New Aztec Codices.

Alonso Zamora at Tlacuilolli (which “focuses on Mesoamerican writing systems: Aztec, Maya, Mixtec, and more”) announced (on March 21) an exciting discovery:

Yesterday, a team of specialists of the National Institute of Anthropology and History of Mexico, led by the historians Baltazar Brito Guadarrama and María Castañeda de la Paz, the philologist Michel Oudijk, and the Nahuatl specialist Rafael Tena, presented to the public the discovery of three new Aztec codices, collectively known as the Codices of San Andrés Tetepilco, formerly a part of the Culhuacan polity of Central Mexico, and nowadays located within the Iztapalapa borough in Mexico City. This is one of the most exciting and spectacular discoveries regarding codical sources in recent years, and is no doubt closely related to the topic of this blog. The discovery has been already covered by the Mexican press and explained in detail in yesterday’s presentation at the National Museum of Anthropology in Mexico City, which can be seen in Youtube. However, an English summary will be presented for the readers of this blog.
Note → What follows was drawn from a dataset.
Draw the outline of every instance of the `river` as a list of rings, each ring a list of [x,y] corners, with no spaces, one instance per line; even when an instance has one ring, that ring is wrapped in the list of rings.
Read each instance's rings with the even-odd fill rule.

[…] It comprises three codices. The first is called Map of the Founding of Tetepilco, and is a pictographic map which contains information regarding the foundation of San Andrés Tetepilco, as well as lists of toponyms to be found within Culhuacan, Tetepilco, Tepanohuayan, Cohuatlinchan, Xaltocan and Azcapotzalco. The second, the Inventory of the Church of San Andrés Tetepilco, is unique, as Oudijk remarks, since it is a pictographic inventory of the church of San Andrés Tetepilco, comprising two pages. Sadly, it is very damaged. Finally, the third document, now baptised as the Tira of San Andrés Tetepilco, is a pictographic history in the vein of the Boturini and the Aubin codices, comprising historical information regarding the Tenochtitlan polity from its foundation to the year 1603. […]

Of course, new and very interesting examples of Aztec writing are contained throughout all these documents, including old and new toponyms, spellings of Western and Aztec names, and even some information that confirms that some glyphs formerly considered as hapax, as the chi syllabogram in the spelling of the name Motelchiuhtzin in Codex Telleriano-Remensis 43r, discussed in another post of this blog, were not anomalous but possibly conventional. Besides logosyllabic spellings, the presence of pictographs with alphabetic glosses in Nahuatl will be of great help to ascertain the functioning of this still controversial part of the Aztec communication system.

Images and more details at the link; thanks, Y!

Comments

  1. That’s a cool blog.

    If anyone has a further interest in the subject, I recommend Cave, City and Eagle’s Nest, An Interpretive Journey through the Mapa de Cuauhtinchan No. 2, about a similar codex map.

  2. Deciphering Aztec Hieroglyphs: A Guide to Nahuatl Writing by Gordon Whittaker is a beautifully illustrated book that takes an in-depth look at the principles of the writing system and Nahuatl grammar.

    I’ve only read snippets so far, but he argues for multiple phonetic values per sign and signs for CVC and VC as well as disyllables, which are different from the Maya script and therefore not always accepted by those who come from the Mayanist tradition.

  3. I learned long ago that Aztec writing was purely pictographic and had no phonetic element. Probably an opinion held by bewildered Mayanists. I’m very glad to be corrected.

  4. David Marjanović says

    Aztec Writing: How does it really work? From 2016. Complex, reminiscent of crossword cues.